I'm going to go out on a limb that 1665 or 1863 or 1942 were worse years than 2016. By a hair.
I don't like to bitch about an entire year because I know that we humans are programmed to filter out the positive and focus on the negative. It's supposed to be protective, keeping us in tune with our environment so we don't get eaten by a predator. But in our non-predator based world this mechanism often just turns us into a bunch of Negative Nancys. Nancies? Whatever. Nancy has a bad rap, anyway.
Today is the last day of IBD Awareness week, 2016. I've enjoyed following all of the stories from people living with Crohn's disease or ulcerative colitis via social media, including inspirational stories and raw, post-surgical stories complete with pictures to show us just how awful these diseases can be. I think we need these polar opposite stories, and everything in between, to not only lift us up with hope but also let the world know just exactly what this f-ing disease can do to a human being.
I'm excited to get to meet several of these IBD patient advocates on Saturday at the Advances in Inflammatory Bowel Disease conference in sunny Orlando Florida. I'll be moderating a panel discussion on patient empowerment. And I get to see my mentor of the last 12 years who moved to New York in 2016 to run the IBD psychosocial program at Mount Sinai in NYC. AND it's not going to be 25 degrees with snow on the ground.
Plus, room service.
My participation in IBD awareness this year has been less than stellar and certainly lower than in previous years. I did make a poster via Crohns and Colitis UK:
I'm not sure why I didn't do as much, but I'll go with it's just part of the natural ebb and flow of living with a chronic disease. Sometimes you're all in and sometimes you just want to put it on the shelf for a little while and not look at it. You can see the latter is the case based on my facial expression.
Plus, this past year I've been forced to focus on the upper parts of my digestive tract and figuring out this eosinophilic esophagitis thing. As of today, I'm still on an elimination diet with a PPI medication. I'll have my 4th upper endoscopy in the next month or so to make sure all the eosinophils are gone and the ol' esophagus is as smooth as a baby's ass. With no diaper rash.
That's such a poor visual. I'm sorry.
So if 2016 is a dumpster fire of a year, then I'd like to look at both the negative and positive that I've experienced this year. The bags of trash and the marshmallows, if you will. You can decide which is which.
1) We got a puppy. Her name is Annabelle and she's a Plott Hound mix who showed up in the local humane society from down state Illinois. Evidently the Plott Hound, a breed of German descent, is the official dog of North Carolina. Who knew? She's better at not peeing on the floor but yesterday she chewed on a chair leg for about half an hour before anyone noticed.

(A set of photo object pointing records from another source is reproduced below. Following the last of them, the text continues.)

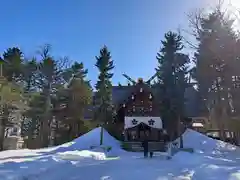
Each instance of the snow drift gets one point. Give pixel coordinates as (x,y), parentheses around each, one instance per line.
(202,143)
(90,139)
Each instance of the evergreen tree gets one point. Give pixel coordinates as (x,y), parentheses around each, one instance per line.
(172,82)
(12,67)
(216,65)
(104,87)
(72,102)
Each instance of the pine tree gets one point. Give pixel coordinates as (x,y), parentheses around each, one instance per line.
(72,102)
(104,87)
(172,82)
(216,65)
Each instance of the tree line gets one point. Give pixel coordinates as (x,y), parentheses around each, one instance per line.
(50,97)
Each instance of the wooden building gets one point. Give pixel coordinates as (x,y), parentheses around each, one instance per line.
(138,113)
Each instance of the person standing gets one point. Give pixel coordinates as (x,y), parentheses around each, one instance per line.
(145,145)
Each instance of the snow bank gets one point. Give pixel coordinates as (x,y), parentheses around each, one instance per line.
(89,140)
(79,155)
(202,143)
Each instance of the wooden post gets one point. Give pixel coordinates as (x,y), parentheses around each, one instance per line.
(101,136)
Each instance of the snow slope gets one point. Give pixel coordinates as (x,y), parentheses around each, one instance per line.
(75,161)
(202,143)
(88,140)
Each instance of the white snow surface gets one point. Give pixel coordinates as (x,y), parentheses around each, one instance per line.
(212,159)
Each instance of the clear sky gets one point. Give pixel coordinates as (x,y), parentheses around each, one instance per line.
(132,30)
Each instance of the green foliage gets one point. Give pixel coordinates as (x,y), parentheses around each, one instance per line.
(104,86)
(12,66)
(172,81)
(72,102)
(217,67)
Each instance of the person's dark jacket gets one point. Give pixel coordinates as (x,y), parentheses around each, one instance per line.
(145,145)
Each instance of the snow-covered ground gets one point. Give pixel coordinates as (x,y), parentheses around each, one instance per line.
(212,159)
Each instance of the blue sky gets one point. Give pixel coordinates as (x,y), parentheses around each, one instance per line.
(132,30)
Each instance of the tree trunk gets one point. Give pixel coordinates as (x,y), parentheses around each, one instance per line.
(2,134)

2) First inpatient hospital stay is under my belt. A truly eye-opening experience that showed me how helpless you can feel while at the same time showed me I have an amazing gastroenterologist who truly has my back. That provides a sense of ease that I can't really put to words.

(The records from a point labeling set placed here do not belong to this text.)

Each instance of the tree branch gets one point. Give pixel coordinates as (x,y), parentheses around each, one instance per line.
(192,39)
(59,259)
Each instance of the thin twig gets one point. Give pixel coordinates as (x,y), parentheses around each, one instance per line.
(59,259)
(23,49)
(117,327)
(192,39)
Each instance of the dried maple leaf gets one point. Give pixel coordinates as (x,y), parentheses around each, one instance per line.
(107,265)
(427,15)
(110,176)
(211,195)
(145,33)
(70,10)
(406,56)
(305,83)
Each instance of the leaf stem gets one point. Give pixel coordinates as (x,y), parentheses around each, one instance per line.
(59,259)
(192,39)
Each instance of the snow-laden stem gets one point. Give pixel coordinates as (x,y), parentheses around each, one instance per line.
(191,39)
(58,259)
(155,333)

3) I lost 15 pounds from my symptoms and subsequent elimination diet. Screw Slim Fast or Atkins. Want to lose weight? Eliminate soy, wheat, barley, peanuts, almonds, tuna, sesame, celery, and apricots from your diet for 2 months. Then take out dairy, eggs, all tree nuts, all fish and shellfish for another 2 months. You're welcome.
4) I discovered I have a secret admirer.
5) I met with clients living with cancer, IBD, IBS, MS, mast cell disorder, EoE, congenital heart defects, obesity, post-traumatic stress disorder, fibromyalgia, vulvodynia, bipolar disorder, cyclical vomiting, GERD, major depression, people hoping to undergo bariatric surgery, people who had bariatric surgery and it failed, and others, over 1,000 times.
6) I published a few research articles.
7) We have 2 post-doctoral fellows training with our practice. One just filed her licensing paperwork and one is 3 months in. More health psychologists!
8) Got my first iron infusion. It worked in that it reversed the iron deficiency anemia. It failed in that I did not become Wolverine.
9) Managed to stay compliant with Cimzia for a year, which for me is a victory because I sometimes like to go off my Crohn's medications. Bad news is it's wearing off (probably because I've gone off and on the drug for the past 6 years because of pregnancies and being stubborn). I had to switch to 1 shot every 2 weeks rather than 2 shots once a month. So far that strategy is working and maybe I'll get another year out of it. Nobody knows and I'm not asking.
10) I did not win the lottery. I didn't play, either. Suppose those 2 things are related.
11) The Cubs won the world-fucking-series!!!!!!!!!!!!!!!!!!!!!!!!
12) A close friend of mine with Crohn's had her 4th fistula surgery. It worked but then at her follow up appointment with the surgeon they found another one. Demonstrating just how cruel IBD can be.
13) In 23 days I'll have completed my 41st trip around the sun. I'm alive. The rest is secondary.